Falar da Educação e do ensino no quadro das comemorações do centenário da Revolução de Outubro, faz todo o sentido, não apenas porque nos permite compreender melhor o momento histórico que se viveu naquela altura, nomeadamente a educação que se estabeleceu naquele período, as suas tendências e os seus dilemas, mas sobretudo, o importante contributo que deu para a definição de um projecto educativo para os nossos dias.

A educação na Revolução de Outubro, tem tido, na minha opinião, um tratamento e uma valorização insuficiente, nomeadamente a  importância que teve no desenvolvimento e consolidação dos avanços da Revolução, mas particularmente o facto de não se valorizar suficientemente o papel fundamental de Lénine na implementação do combate ao analfabetismo que, juntamente com a electrificação do país, mudou significativamente o padrão cultural da sociedade.

A educação como uma opção estratégica, como foi definido por Lénine; o papel do Estado relativamente à educação; a valorização da instrução pública; o combate à ideia de uma escola apolítica; o entrelaçamento da educação com as condições materiais da sociedade; a necessidade do vínculo entre a teoria e a prática; a importância da pedagogia e os conteúdos das aprendizagens; a ligação da escola à vida; a defesa de uma escola absolutamente laica; a gratuitidade do ensino; a ligação do ensino com o trabalho socialmente produtivo e por último, o combate à velha escola que destinava aos camponeses e operários apenas a preparação para o trabalho, enquanto aos filhos da burguesia, o conhecimento desinteressado, são parte integrante de uma riquíssima intervenção no processo educativo, com algumas destas matérias a manterem ainda hoje grande actualidade.   
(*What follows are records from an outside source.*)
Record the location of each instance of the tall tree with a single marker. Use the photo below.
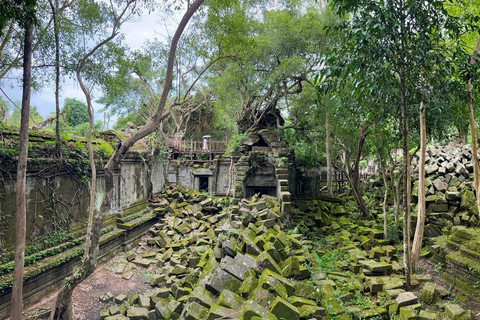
(410, 34)
(24, 15)
(62, 307)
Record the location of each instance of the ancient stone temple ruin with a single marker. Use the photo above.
(261, 165)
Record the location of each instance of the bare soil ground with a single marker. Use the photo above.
(106, 279)
(86, 305)
(456, 297)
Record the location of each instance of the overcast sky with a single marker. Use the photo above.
(148, 26)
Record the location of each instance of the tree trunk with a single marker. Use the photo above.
(417, 240)
(406, 191)
(328, 151)
(363, 132)
(58, 146)
(62, 307)
(385, 197)
(473, 130)
(21, 201)
(397, 198)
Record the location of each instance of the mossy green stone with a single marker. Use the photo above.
(424, 315)
(283, 309)
(117, 317)
(104, 313)
(195, 311)
(262, 296)
(137, 313)
(218, 311)
(252, 309)
(248, 285)
(307, 311)
(202, 296)
(267, 262)
(230, 299)
(308, 291)
(287, 284)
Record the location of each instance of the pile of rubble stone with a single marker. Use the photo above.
(237, 262)
(450, 198)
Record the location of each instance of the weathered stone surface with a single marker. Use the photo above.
(236, 269)
(253, 309)
(220, 312)
(142, 262)
(202, 296)
(308, 291)
(406, 299)
(262, 296)
(230, 299)
(456, 312)
(121, 298)
(283, 309)
(106, 297)
(440, 185)
(117, 317)
(424, 315)
(266, 261)
(220, 280)
(195, 311)
(248, 285)
(137, 313)
(269, 278)
(428, 293)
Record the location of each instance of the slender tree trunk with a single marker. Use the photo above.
(62, 307)
(328, 151)
(385, 195)
(363, 132)
(418, 238)
(21, 201)
(56, 30)
(473, 130)
(397, 198)
(93, 181)
(407, 189)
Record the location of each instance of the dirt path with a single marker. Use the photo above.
(106, 278)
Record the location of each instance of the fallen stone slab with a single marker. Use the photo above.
(137, 313)
(283, 309)
(220, 280)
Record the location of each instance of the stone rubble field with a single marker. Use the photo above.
(210, 260)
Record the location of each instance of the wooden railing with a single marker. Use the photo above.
(192, 148)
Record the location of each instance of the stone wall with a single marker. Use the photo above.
(58, 194)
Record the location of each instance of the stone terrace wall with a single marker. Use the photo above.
(58, 194)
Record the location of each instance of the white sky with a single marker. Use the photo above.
(148, 26)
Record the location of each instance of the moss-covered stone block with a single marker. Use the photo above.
(283, 309)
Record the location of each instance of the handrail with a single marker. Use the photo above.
(196, 146)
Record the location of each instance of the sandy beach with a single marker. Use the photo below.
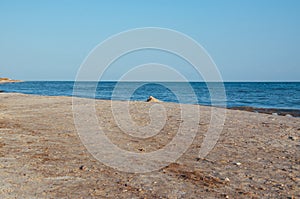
(41, 155)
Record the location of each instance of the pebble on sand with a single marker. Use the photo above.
(152, 99)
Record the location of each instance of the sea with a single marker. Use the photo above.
(270, 95)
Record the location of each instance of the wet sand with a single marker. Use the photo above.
(41, 155)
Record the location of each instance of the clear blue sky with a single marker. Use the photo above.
(249, 40)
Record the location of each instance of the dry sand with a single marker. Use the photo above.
(41, 155)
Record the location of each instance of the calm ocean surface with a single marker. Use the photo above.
(281, 95)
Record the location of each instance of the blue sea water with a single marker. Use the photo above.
(278, 95)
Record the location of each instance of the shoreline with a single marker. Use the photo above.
(41, 154)
(5, 80)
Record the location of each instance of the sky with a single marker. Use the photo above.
(257, 40)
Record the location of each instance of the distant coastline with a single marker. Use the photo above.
(7, 80)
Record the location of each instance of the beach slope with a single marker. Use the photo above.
(41, 155)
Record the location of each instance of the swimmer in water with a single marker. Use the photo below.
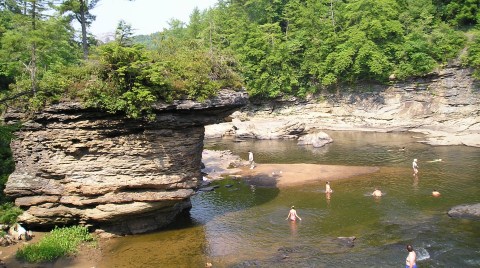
(328, 190)
(377, 193)
(415, 166)
(410, 262)
(292, 214)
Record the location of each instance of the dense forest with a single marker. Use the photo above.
(272, 48)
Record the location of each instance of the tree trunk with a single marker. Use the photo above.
(83, 23)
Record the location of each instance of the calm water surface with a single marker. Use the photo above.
(241, 225)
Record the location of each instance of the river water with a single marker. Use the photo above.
(241, 225)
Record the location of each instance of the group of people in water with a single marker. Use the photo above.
(410, 261)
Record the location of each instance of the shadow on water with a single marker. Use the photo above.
(242, 222)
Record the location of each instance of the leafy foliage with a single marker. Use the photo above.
(58, 243)
(274, 48)
(7, 164)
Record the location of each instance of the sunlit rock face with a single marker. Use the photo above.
(82, 166)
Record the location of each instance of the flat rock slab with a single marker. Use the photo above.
(471, 211)
(284, 175)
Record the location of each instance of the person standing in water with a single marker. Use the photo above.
(292, 214)
(411, 261)
(415, 167)
(250, 159)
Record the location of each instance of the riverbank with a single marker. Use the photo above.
(88, 255)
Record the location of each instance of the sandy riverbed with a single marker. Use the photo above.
(216, 163)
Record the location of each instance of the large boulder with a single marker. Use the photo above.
(471, 211)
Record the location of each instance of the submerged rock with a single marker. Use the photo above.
(471, 211)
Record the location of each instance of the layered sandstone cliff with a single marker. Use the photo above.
(83, 166)
(444, 105)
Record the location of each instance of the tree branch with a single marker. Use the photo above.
(30, 92)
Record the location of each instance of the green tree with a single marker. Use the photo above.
(35, 45)
(80, 10)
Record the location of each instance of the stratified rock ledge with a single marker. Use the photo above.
(82, 166)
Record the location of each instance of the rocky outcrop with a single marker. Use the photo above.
(81, 166)
(443, 105)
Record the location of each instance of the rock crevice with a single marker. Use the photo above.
(77, 165)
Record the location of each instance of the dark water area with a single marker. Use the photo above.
(241, 225)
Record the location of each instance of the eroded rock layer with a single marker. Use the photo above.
(76, 165)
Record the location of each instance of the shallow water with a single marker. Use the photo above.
(241, 225)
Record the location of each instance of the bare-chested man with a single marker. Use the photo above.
(292, 214)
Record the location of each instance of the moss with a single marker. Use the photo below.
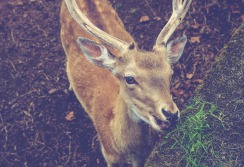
(223, 88)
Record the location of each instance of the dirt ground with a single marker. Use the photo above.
(34, 96)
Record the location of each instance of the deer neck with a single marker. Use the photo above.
(125, 129)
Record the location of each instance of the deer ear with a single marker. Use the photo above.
(97, 53)
(175, 49)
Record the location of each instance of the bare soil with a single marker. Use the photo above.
(34, 96)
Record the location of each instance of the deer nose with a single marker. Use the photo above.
(172, 117)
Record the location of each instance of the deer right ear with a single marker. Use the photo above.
(97, 53)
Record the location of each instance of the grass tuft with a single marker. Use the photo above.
(194, 135)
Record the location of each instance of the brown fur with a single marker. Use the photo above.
(107, 98)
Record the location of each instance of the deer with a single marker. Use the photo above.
(122, 88)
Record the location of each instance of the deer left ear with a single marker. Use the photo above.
(97, 53)
(175, 49)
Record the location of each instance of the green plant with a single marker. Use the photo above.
(194, 135)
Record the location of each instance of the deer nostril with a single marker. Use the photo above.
(170, 116)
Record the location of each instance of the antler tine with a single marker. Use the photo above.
(179, 12)
(85, 23)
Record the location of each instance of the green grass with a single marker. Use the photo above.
(194, 135)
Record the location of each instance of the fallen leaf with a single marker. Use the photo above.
(157, 18)
(53, 90)
(195, 25)
(70, 116)
(242, 18)
(144, 19)
(195, 39)
(189, 76)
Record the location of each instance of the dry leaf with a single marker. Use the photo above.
(157, 18)
(242, 18)
(195, 25)
(195, 39)
(70, 116)
(144, 19)
(189, 76)
(53, 90)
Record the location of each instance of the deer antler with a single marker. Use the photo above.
(179, 12)
(85, 23)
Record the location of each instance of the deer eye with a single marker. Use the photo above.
(130, 80)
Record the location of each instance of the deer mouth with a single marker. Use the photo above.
(162, 124)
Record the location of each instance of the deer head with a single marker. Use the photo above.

Em 1917 a situação na Rússia era de profunda miséria e de um elevado nível de analfabetismo (90 a 95%). A revolução de Outubro não só permitiu um combate eficaz ao analfabetismo, como permitiu profundas mudanças e transformações que afectaram e ainda afectam, os demais países do mundo no que diz respeito aos mais variados sectores da vida humana, influenciando sobretudo a educação.

Lenine tinha tal convicção no papel estratégico da educação para o sucesso da revolução socialista que se empenhou pessoalmente para que no VIII Congresso do Partido Comunista, realizado em Março de 1919, fosse aprovada a resolução que determinou:

a) A instrução geral e politécnica gratuita e obrigatória para todas as crianças e adolescentes dos dois sexos, até aos 17 anos de idade;

b) A plena realização dos princípios da escola única do trabalho, com o ensino da língua materna, estudo comum das crianças dos dois sexos, absolutamente laica, livre de qualquer influência religiosa, que concretizasse uma estrita ligação do ensino com o trabalho socialmente produtivo, que preparasse membros plenamente desenvolvidos para a sociedade comunista.

Ou seja, a obrigatoriedade da escola num país com índice de analfabetismo entre 90 e 95%, foi uma conquista directamente ligada à intervenção de Lenine.

Para o êxito da estratégia da revolução foi fundamental uma política radical de instrução pública, coisa que muita gente ignora ou ainda hoje não valoriza suficientemente.

A URSS leninista tornou-se o berço em que nasceria, definitivamente a tão sonhada e idealizada educação socialista, cujos princípios tinham sido enunciados por Marx e Engels e desenvolvidos, entre outros, por Lenine.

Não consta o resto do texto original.